Curiosity’s Location as of Sol 3018 since landing in Gale Crater on Aug. 5, 2012. Distance Driven 15.13 miles (24.35 kilometers).
Credit: NASA/JPL-Caltech/Univ. of Arizona

NASA’s Curiosity Mars rover is just closing out Sol 3020 operations.

Ashley Stroupe, Mission Operations Engineer at NASA’s Jet Propulsion Laboratory, reports the robot is transitioning out of the fractured intermediate unit into a fractured rubbly unit, with rover drivers hoping to minimize wheel wear.

Curiosity Mars Descent Imager (MARDI) image taken on Sol 3018, February 1, 2021.
Credit: NASA/JPL-Caltech/MSSS

A recent Curiosity touch-and-go was carried out, with the science team busily analyzing the results of the triboelectric experiment that Curiosity did over the weekend – a look for the spark of static electricity on Mars.

Curiosity Mast Camera Right photo acquired on Sol 3018, February 1, 2021.
Credit: NASA/JPL-Caltech/MSSS

Bedrock composition

A new plan calls for contact science with the Mars Hand Lens Imager (MAHLI) and Alpha Particle X-Ray Spectrometer on a bedrock target named “Lunas,” as part of the regular tracking of bedrock composition and changes.

Curiosity Front Hazard Avoidance Camera Right B image taken on Sol 3019, February 2, 2021.
Credit: NASA/JPL-Caltech

Curiosity Rear Hazard Avoidance Camera Right B photo acquired on Sol 3019, February 2, 2021.
Credit: NASA/JPL-Caltech

“The target was a little tough to pick in order to avoid some discolored areas and the veins and try to get a good representation of the bedrock itself,” Stroupe adds.

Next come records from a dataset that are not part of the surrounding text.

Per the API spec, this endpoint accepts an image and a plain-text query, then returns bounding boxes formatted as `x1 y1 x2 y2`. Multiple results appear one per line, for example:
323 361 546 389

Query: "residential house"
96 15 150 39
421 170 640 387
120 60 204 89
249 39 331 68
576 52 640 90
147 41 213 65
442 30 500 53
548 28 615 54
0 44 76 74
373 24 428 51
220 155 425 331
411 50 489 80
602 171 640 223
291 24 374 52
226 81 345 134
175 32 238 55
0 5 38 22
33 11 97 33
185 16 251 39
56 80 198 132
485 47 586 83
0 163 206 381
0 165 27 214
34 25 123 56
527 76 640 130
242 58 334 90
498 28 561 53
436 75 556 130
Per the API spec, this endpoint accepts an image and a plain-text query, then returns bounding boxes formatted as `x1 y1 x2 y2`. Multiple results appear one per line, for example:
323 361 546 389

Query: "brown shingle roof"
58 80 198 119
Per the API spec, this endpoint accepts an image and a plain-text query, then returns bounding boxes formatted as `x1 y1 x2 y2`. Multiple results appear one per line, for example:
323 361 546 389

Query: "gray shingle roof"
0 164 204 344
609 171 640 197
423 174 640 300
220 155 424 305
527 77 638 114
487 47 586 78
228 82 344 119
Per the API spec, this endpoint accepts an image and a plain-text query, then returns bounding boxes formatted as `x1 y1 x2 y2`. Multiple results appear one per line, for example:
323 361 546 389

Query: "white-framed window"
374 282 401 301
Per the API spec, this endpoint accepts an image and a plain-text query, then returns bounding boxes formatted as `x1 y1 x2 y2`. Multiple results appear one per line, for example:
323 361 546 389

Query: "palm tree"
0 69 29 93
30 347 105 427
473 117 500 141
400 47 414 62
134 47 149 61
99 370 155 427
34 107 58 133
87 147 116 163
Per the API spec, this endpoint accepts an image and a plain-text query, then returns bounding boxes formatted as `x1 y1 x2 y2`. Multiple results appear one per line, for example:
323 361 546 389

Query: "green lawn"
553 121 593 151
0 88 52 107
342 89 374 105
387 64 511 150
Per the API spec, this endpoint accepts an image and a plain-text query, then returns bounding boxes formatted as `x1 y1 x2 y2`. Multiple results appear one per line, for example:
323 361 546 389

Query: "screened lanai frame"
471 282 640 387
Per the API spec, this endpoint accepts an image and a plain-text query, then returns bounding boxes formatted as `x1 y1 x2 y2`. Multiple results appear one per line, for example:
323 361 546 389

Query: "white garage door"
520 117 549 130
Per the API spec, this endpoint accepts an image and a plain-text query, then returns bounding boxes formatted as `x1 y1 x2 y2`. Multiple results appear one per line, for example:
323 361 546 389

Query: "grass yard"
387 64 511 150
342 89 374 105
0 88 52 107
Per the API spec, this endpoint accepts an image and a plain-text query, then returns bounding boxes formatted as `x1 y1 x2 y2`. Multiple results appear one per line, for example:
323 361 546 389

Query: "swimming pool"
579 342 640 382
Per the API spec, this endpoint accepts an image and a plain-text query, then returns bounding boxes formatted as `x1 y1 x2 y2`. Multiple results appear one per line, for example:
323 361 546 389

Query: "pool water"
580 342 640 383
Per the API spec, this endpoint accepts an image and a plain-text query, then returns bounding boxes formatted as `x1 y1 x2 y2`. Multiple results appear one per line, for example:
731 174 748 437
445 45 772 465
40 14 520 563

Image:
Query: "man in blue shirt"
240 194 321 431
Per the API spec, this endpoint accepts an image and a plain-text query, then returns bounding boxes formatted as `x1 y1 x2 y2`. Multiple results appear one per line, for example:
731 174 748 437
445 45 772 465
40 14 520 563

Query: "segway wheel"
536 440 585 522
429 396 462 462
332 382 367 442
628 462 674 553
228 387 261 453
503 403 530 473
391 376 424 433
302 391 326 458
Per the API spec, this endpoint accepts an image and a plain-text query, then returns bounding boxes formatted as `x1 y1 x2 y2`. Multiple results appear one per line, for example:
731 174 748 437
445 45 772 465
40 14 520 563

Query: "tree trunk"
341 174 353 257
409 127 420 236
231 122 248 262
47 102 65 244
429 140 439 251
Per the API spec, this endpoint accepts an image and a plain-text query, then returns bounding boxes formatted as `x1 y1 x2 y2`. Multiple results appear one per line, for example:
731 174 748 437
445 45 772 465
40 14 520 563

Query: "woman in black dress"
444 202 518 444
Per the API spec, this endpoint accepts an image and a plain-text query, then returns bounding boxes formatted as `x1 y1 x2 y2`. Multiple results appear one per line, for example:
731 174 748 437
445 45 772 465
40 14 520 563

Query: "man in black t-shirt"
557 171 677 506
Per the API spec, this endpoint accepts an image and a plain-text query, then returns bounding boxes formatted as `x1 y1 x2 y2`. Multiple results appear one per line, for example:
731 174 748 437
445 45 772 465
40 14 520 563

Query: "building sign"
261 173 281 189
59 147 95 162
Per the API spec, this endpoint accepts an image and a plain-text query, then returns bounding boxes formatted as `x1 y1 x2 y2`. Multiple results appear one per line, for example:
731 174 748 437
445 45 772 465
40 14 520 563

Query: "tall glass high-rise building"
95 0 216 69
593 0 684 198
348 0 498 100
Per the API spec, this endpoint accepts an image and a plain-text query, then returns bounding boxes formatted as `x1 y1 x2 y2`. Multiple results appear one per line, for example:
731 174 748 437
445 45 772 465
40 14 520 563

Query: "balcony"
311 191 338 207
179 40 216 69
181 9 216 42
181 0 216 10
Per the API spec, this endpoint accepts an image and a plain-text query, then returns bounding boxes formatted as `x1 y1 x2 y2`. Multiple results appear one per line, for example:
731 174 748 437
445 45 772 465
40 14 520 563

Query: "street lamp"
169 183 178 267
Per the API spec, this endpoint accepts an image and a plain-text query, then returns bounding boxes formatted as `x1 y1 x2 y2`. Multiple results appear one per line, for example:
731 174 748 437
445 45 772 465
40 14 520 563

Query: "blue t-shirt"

After the robot’s arm is stowed, the plan is for the rover to take several targeted science observations, including a Chemistry and Camera (ChemCam) Remote Micro-Imager (RMI) mosaic of the sulfate unit and a large Mastcam mosaic of the contact with the sulfate unit.

Minimize wheel wear

“We are also doing some environment observations,” Stroupe says, “including a crater rim extinction and a long dust devil movie.”

The rover’s drive in the plan is aimed at parking just before it transitions out of the fractured intermediate unit (and before entering the fractured rubbly unit).

“Once we get back into the rubbly unit,” Stroupe points out, “the driving will get a little bit tougher for the Rover Planners, because there are a lot more small and medium sized rocks that we’ll need to avoid to minimize wheel wear.”

Curiosity Mast Camera Left image taken on Sol 3018, February 1, 2021.
Credit: NASA/JPL-Caltech/MSSS

Short drive

A short drive of about 82 feet (25 meters) of the rover puts the Mars machinery in terrain that is flat and clear of major hazards. “The plan is to park where we can do one last contact science observation of this unit before leaving it behind,” Stroupe adds.

“We are taking advantage of the short distance of the drive and the arm will be unstowed at the parking location. We’ll be taking extra workspace and drive direction imaging at this location as our last look at the unit,” Stroupe reports.

Curiosity Mast Camera Right photo acquired on Sol 3018, February 1, 2021.
Credit: NASA/JPL-Caltech/MSSS

Environmental observations

On the second sol of the plan, Sol 3021, the robot will carry out more of the standard environmental observations, including another dust devil movie and a suprahorizon movie with navcam in the morning, and a long Mastcam sky survey and solar tau in the afternoon.

 

 

“We’re also throwing in a late-afternoon Navcam optics monitoring activity to help us track the dust on the cameras,” Stroupe concludes.